After checking with someone at a visitors’ desk at the back of the chapel, I was surprised to learn that it and much of the rest of the West Campus were within easy walking distance.
As I walked toward Cameron, taking pictures of all the similar-looking buildings and unusual fraternity benches, I began to think I was not at an Ivy League school, but at somewhere like Oxford or Cambridge. Or maybe I was a character in one of Jane Austen’s romantic English novels about the landed gentry.
The Duke campus was definitely pretty, but in a different way from the UNC campus.
After walking under one or two arched breezeways, I went through a parking lot and saw a sign that quickly became easy to read. “Krzyzewskiville” it said. This is the area where students camp out to get into Duke basketball games, I realized.
And behind it was the basketball shrine itself, Cameron Indoor Stadium. I took pictures of the unassuming building, which had stone like the Duke Chapel but not nearly the ornamentation.
The building was unfortunately locked, so I then walked back to the Duke chapel to get ready for the service. I am a United Methodist and know Duke Divinity School is Methodist-affiliated. But I think the Duke chapel tries to have interdenominational Christian services, even though the Sunday morning service seemed to have a strong Methodist slant.
I was surprised how big the crowd was, as several hundred were in attendance. Some falling plaster, concrete or stone from the roof had necessitated the installation of indoor scaffolding just a few days before.
After the service, we took a guided tour of the building, learning it had been built in the early 1930s and was designed by an African-American, Julian Abele, although no one in Duke reportedly knew his race at the time. The chapel had a variety of significant people carved or depicted artistically on its walls, from Jesus to Methodist movement founder John Wesley to Confederate Gen. Robert E. Lee.

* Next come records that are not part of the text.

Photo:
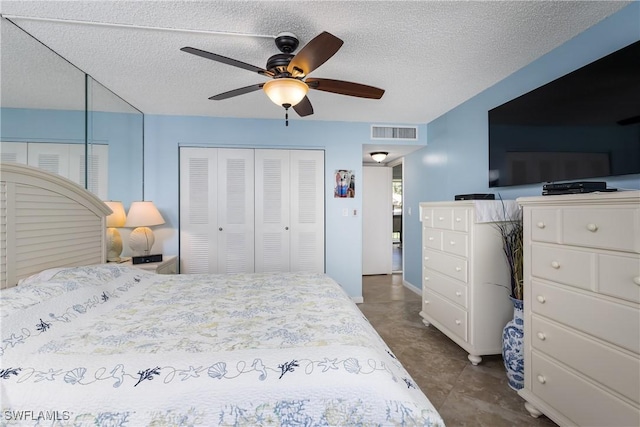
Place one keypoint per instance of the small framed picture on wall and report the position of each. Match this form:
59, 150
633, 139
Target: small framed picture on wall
345, 186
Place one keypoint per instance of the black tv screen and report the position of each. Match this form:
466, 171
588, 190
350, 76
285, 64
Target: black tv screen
582, 126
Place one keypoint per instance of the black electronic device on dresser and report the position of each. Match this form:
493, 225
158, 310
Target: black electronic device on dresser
579, 187
475, 196
146, 259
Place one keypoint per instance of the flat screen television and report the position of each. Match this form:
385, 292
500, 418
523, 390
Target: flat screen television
582, 126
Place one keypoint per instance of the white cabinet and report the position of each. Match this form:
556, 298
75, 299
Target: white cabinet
245, 210
581, 308
464, 273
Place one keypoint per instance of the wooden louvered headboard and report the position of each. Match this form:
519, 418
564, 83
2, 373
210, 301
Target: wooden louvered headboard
46, 221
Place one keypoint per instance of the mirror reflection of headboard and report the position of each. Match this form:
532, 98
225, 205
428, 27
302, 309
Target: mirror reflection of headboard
46, 221
55, 117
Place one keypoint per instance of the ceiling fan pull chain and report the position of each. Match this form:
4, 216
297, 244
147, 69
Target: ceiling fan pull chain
286, 114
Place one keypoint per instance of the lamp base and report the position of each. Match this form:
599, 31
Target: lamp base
114, 245
141, 241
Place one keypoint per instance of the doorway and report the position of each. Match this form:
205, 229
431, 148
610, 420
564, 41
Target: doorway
396, 185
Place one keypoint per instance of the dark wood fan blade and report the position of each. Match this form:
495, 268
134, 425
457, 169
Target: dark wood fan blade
345, 88
236, 92
304, 107
225, 60
314, 54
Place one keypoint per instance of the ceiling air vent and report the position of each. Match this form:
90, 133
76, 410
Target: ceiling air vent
394, 132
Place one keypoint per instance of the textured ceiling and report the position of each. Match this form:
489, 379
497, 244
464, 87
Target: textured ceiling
429, 56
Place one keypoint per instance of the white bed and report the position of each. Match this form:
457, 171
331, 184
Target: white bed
111, 345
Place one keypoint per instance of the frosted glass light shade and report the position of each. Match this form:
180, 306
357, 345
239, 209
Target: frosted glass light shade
379, 156
285, 91
142, 215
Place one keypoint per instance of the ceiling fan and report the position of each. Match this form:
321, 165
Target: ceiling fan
289, 84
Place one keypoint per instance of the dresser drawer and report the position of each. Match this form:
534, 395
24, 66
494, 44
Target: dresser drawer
451, 289
562, 265
443, 218
602, 363
616, 323
432, 238
426, 216
578, 399
461, 219
619, 276
450, 265
455, 243
545, 225
612, 228
448, 315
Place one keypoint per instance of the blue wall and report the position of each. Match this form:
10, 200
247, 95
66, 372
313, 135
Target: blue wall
342, 142
456, 159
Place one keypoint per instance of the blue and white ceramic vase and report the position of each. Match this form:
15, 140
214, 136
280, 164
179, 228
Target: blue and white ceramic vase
513, 347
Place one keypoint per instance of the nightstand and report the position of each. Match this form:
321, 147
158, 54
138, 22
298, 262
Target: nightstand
168, 265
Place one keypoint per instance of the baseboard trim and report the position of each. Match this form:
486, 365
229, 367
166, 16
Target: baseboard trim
411, 287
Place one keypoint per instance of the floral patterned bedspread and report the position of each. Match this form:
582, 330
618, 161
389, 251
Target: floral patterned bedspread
117, 346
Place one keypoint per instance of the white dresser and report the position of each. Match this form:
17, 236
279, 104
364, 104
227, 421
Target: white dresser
581, 308
465, 275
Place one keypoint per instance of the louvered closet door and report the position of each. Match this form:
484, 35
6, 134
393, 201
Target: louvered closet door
307, 210
272, 211
235, 211
15, 152
51, 157
198, 210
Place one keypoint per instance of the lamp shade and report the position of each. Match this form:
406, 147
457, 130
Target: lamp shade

I wish I would have had more time to explore Duke, but Laura and I needed to get back to Tennessee. So we enjoyed a nice lunch at Francesca’s dessert café along Ninth Street – which is kind of Duke’s equivalent of “the Strip” – and then headed back to Tennessee.
But we did not go before I ran across the street to buy a Duke T-shirt. By then I was starting to become enamored with Duke – just as I had been with UNC.